I want to say that I understand what you are going through. It is awful and truly crippling and isolating. The rage I feel is instant and I would give hulk a run for his money! I think you need to have a very honest conversation with your wife and come armed with some research on misophonia to substantiate what you’re saying. I eat entirely separately from my family and I’ve just had to accept that that is the way it is. I am more comfortable, they are more comfortable. Over time you get used to it and it doesn’t feel so strange. She needs to understand what your triggers are and how she can help. You have to be honest with her, otherwise, your resentment and anger will become worse. Like you, my auditory triggers have now grown to include visual triggers. I hate to see people licking their lips, or my partner scrunch up his toes – honestly, where do we get these triggers from eh?!

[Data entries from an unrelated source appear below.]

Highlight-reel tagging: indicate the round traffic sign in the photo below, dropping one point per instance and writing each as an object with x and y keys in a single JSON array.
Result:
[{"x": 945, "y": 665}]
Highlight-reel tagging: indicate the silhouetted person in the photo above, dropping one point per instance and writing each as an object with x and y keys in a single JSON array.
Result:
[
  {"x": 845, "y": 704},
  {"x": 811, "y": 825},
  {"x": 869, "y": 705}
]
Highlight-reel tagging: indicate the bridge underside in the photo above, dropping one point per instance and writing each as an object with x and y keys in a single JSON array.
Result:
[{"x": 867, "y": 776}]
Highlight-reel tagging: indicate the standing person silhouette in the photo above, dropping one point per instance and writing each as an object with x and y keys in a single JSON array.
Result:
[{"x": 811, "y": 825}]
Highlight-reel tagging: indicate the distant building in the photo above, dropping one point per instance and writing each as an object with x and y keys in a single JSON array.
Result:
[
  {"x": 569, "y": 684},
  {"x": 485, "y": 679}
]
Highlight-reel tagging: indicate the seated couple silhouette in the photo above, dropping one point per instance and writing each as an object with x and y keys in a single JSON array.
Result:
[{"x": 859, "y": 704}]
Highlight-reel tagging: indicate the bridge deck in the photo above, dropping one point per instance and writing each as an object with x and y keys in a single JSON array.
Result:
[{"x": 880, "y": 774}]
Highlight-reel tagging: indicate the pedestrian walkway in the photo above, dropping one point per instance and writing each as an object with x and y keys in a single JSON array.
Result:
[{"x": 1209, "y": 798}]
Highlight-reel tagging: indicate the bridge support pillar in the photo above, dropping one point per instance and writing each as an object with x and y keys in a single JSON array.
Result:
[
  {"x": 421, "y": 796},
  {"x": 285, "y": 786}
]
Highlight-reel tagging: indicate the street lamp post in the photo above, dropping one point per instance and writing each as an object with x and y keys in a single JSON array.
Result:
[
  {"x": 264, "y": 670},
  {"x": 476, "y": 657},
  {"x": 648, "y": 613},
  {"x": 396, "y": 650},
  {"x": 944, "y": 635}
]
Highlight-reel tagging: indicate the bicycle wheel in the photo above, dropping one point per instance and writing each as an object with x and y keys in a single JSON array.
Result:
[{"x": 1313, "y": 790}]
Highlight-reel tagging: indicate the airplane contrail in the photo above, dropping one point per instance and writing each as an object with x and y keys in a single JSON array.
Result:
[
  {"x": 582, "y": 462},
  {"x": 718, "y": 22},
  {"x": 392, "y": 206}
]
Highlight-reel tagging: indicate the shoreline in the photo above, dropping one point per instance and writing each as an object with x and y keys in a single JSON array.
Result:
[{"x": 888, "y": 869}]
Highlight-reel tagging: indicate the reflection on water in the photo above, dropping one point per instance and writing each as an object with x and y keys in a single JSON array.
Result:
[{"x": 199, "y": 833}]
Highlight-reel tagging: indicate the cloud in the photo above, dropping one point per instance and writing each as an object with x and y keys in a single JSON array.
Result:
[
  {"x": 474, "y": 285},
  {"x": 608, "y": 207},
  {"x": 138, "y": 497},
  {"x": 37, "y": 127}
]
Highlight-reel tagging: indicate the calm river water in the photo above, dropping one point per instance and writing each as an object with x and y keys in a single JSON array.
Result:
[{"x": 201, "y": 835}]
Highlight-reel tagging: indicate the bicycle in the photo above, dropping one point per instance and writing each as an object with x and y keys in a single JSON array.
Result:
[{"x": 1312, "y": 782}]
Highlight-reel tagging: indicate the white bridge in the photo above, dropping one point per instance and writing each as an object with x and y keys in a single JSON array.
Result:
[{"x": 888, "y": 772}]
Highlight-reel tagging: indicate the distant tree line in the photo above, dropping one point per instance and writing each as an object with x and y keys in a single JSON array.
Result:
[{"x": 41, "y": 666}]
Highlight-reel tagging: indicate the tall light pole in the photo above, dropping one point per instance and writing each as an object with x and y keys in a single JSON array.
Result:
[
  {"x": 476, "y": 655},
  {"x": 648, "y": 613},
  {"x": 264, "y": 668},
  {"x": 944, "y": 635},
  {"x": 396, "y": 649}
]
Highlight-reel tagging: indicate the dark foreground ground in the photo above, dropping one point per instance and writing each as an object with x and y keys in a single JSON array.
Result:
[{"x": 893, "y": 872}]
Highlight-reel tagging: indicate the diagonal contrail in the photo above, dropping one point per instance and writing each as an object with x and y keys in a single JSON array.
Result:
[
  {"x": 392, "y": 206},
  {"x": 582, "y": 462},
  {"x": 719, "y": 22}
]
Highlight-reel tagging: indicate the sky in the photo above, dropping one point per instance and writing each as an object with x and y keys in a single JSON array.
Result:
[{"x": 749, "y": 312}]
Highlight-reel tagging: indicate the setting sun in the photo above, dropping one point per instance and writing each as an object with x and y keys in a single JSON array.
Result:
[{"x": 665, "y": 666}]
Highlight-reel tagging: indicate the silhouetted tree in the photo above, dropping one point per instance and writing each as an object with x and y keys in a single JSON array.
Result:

People say having earplugs really helps. I like to have lots of noise rather than a lack of noise if that makes sense. I have the radio on constantly and have white noise on at night. I don’t sleep in the same room as my partner as they snore and I couldn’t cope. You need to make adjustments so you feel calm and comfortable and those closest to you need to be considerate of that and make changes to accommodate you. They would if this was a physical disability that they could see.
In terms of treatment, I hear some people talk about CBT and counselling. I’m really hoping a miracle happens and there is some sort of breakthrough soon.